In questo secolo l’efficienza dei sistemi di governo farà la differenza, poiché la globalizzazione richiede decisioni pubbliche sempre più veloci ed efficaci. L’Italia, quindi, si trova in evidente difficoltà con classi dirigenti deboli e cittadini poco istruiti, riducendo quindi il sistema democratico a una banale procedura elettorale, privandolo così di un reale significato.

Il nostro è uno dei paesi fondatori dell’Unione Europea. Recentemente Ursula Von der Leyen ha dichiarato che se gli Stati non condividono le loro informazioni a livello europeo siamo destinati a fallire. Sono quindi maturi i tempi per un’intelligence europea? Purtroppo è improbabile in assenza di un governo europeo.

Questo pone il problema decisivo se l’Europa sarà in grado di trasformarsi da gigante economico in potenza politica, poiché l’Italia ne condividerà inevitabilmente il destino.

Dobbiamo quindi porre al centro l’interesse nazionale, il cui perseguimento richiede l’apporto decisivo dell’intelligence. Occorre ripensare alla dimensione marittima del nostro Paese, che si trova nel cuore del Mediterraneo, l’aria di libero scambio più estesa del pianeta.

Cosi come va promosso il nostro ruolo di potenza culturale mondiale e tutelate le piccole e medie imprese che ci consentono di essere la seconda potenza industriale europea. Ma tutto questo non può avvenire senza un radicale miglioramento del sistema dell’istruzione, che, dal mio punto di vista, rappresenta la priorità nazionale insieme al contrasto alle mafie, che stanno diventando indistinguibili dall’economia e, in parte, dalla politica.
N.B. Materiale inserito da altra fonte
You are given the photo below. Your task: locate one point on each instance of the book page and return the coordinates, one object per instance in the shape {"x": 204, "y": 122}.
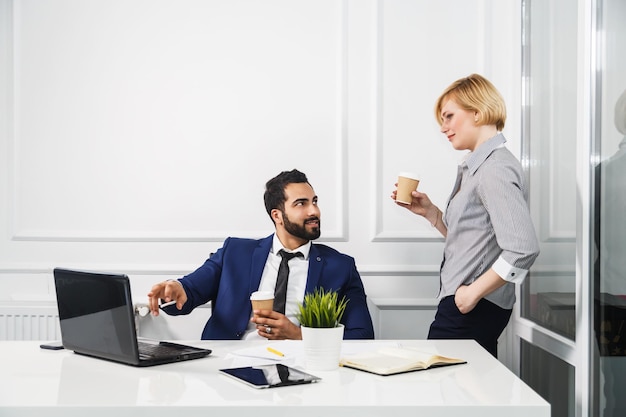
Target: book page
{"x": 394, "y": 360}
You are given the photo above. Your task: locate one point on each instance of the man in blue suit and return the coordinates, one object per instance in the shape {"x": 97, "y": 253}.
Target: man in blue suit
{"x": 243, "y": 266}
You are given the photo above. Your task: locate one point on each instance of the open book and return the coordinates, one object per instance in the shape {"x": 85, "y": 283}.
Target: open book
{"x": 395, "y": 360}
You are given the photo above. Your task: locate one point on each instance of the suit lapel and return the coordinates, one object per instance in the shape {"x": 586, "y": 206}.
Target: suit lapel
{"x": 259, "y": 257}
{"x": 316, "y": 264}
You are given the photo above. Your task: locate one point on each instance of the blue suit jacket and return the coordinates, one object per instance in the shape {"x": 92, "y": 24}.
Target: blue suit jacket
{"x": 234, "y": 272}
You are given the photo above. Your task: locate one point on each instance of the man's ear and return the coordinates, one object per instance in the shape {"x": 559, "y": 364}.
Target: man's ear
{"x": 277, "y": 216}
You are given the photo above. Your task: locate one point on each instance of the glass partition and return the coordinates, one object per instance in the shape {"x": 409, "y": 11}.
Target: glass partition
{"x": 609, "y": 191}
{"x": 550, "y": 111}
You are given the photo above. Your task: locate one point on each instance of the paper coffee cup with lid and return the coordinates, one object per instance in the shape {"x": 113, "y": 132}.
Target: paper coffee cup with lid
{"x": 407, "y": 183}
In definitiva, l’intelligence deve difendere la democrazia italiana da sé stessa e dalle sue degenerazioni, perché la crisi della democrazia, come il sonno della ragione, genera mostri.

Allora va ribadita l’importanza delle élite, poiché ogni organizzazione sociale funziona in relazione a chi la gestisce e la rappresenta, circostanza essenziale per le istituzioni pubbliche. Pertanto è fondamentale il ruolo che la politica assegnerà all’intelligence, aggiornando le regole e individuando meccanismi efficaci nella selezione, controllo e direzione degli operatori.
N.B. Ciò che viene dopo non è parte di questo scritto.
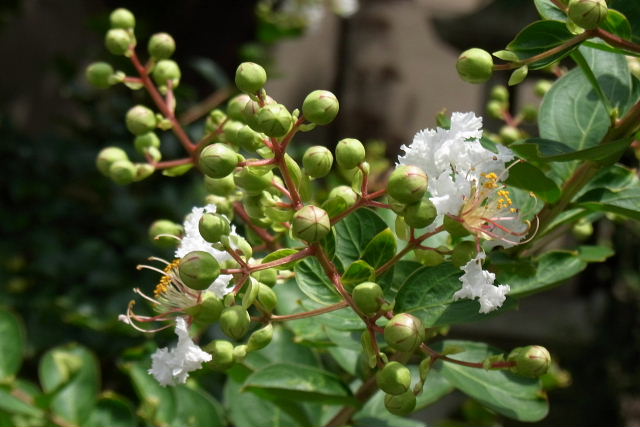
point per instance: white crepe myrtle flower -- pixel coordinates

Negli ultimi anni, nel nostro Paese più volte si è adombrato il rischio di un pericolo fascista. Dal mio punto di vista, è impossibile una riedizione originaria di quella tragica pagina storica. Esiste però molto di peggio e cioè molte di quelle condizioni che nel 1922 hanno reso possibile la marcia su Roma: la crisi della democrazia italiana.
Il fascismo venne definito da Piero Gobetti “L’autobiografia della nazione” e l’intelligence potrebbe contribuire a evitare che, nelle forme nuove della società digitale, le degenerazioni possano ripetersi. L’intelligence nell’Italia dei primi decenni del XXI secolo andrebbe dunque concepita come indispensabile strumento della democrazia.